Ignoring both the murder and the heat, YD Balaji Chowdary, 45, was discussing mobile phone sales at his showroom nearby. It stocks several brands and sells 9,000 pieces a month. It posted a revenue of Rs 40 crore in the past financial year. This year, it might touch Rs 60 crore.
Between 1982 and 1985, when he was working at a watch spare-parts shop for a daily age, he wouldn’t have dreamed of this life. “The industry was shifting from winding watches to quartz watches,” he recalls. “The small players could import spares, and that helped me survive.”
He also made some money selling spare parts in coastal Andhra Pradesh. In 1990, he started a watch shop in Nellore and in 2000 he began selling cell phones alongside.
“I didn’t realise I was getting on a jet plane,” he says.
In his first year, he sold 10 cell phones a day. He opened a second shop in 2003. After the telecom regulator made incoming calls free, his sales rose further. But the real spurt came in 2004, when the government drastically reduced import duties.
“One by one, the advantages kept coming: falling tariffs, competitive pricing, the availability of Chinese handsets. It all led to huge sales of low-end cell phones,” he explains.
He opened his third, fourth and fifth shops in 2008, 2009 and 2010 respectively, and co-founded a private limited company with friends called Big C that has 90 branches all over the state. Last year, its posted Rs 225 crore in revenue.
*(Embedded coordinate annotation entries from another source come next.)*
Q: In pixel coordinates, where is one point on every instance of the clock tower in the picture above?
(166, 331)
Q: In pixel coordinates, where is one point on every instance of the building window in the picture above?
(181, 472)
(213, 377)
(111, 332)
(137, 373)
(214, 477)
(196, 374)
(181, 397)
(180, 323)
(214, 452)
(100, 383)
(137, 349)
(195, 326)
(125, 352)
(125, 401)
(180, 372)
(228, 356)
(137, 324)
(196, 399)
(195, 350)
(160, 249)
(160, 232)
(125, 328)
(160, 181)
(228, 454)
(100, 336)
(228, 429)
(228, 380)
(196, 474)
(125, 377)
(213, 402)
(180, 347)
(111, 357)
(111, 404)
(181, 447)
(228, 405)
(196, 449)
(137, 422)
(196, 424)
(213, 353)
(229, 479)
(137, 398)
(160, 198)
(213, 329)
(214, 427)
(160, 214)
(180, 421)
“More than my hard work, it was the industry’s growth that helped me,” he says candidly. In 2000, cell phone users were in the tens of thousands; today they are in the tens of crores, he points out.
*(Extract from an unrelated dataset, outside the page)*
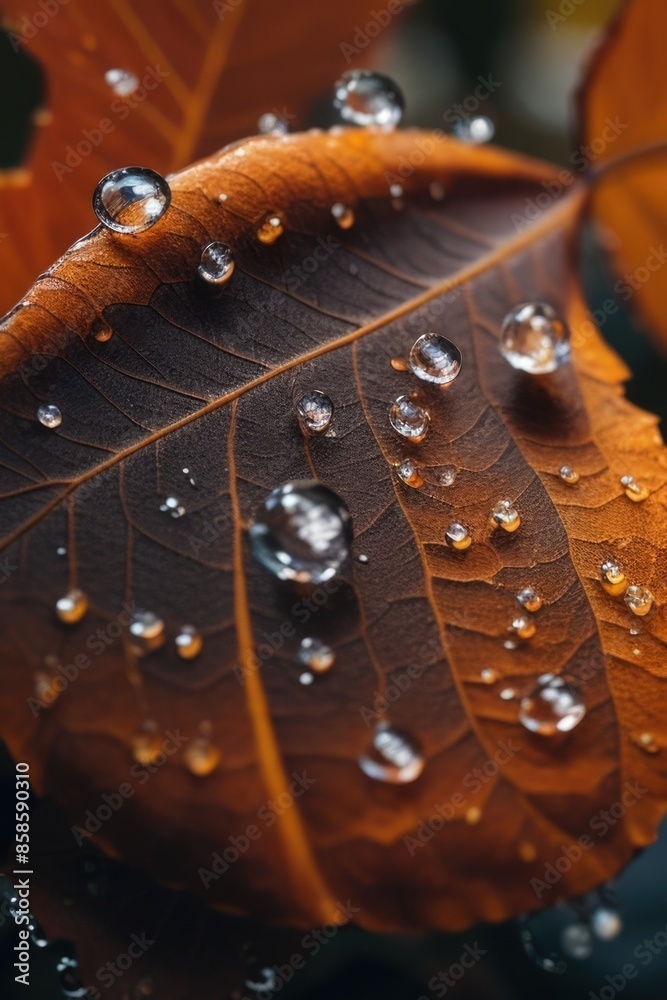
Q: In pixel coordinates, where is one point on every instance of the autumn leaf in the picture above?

But along with growth, liberalisation also brought competition. “I realised service is where most other players falter,” Chowdary says about how he met the challenge.
“I made sure that I have servicing facilities for all brands. I worked on the rural market.”
In 2004, Nellore became a full-blown municipal corporation for the first time. The district has attracted more than Rs 1 lakh crore in investment in the past decade due to four Special Economic Zones, 22 thermal power projects and the huge Krishnapatnam port, which handles iron ore headed for China, palm oil from Indonesia, coal and iron ore from Australia and fertilisers from China.
“The district has been successfully marketed as an industrial and energy hub,” says Sourabh Gaur, joint collector. Its proximity to Chennai and Bangalore helped.
“When the national highway, NH5, was being built, the labourers became my customers,” says Chowdary. “When the port started in 2008, all those working there came to me. Villagers from far away could also come because of good roads.”
Chowdary recently bought a villa in Hyderabad and moved his family there for the sake of his children’s education. He flies to Hyderabad and back every weekend from Renigunta airport.
“I stopped studying after Class 10,” says Chowdary. “I want to give my kids an education that will help my business go global.”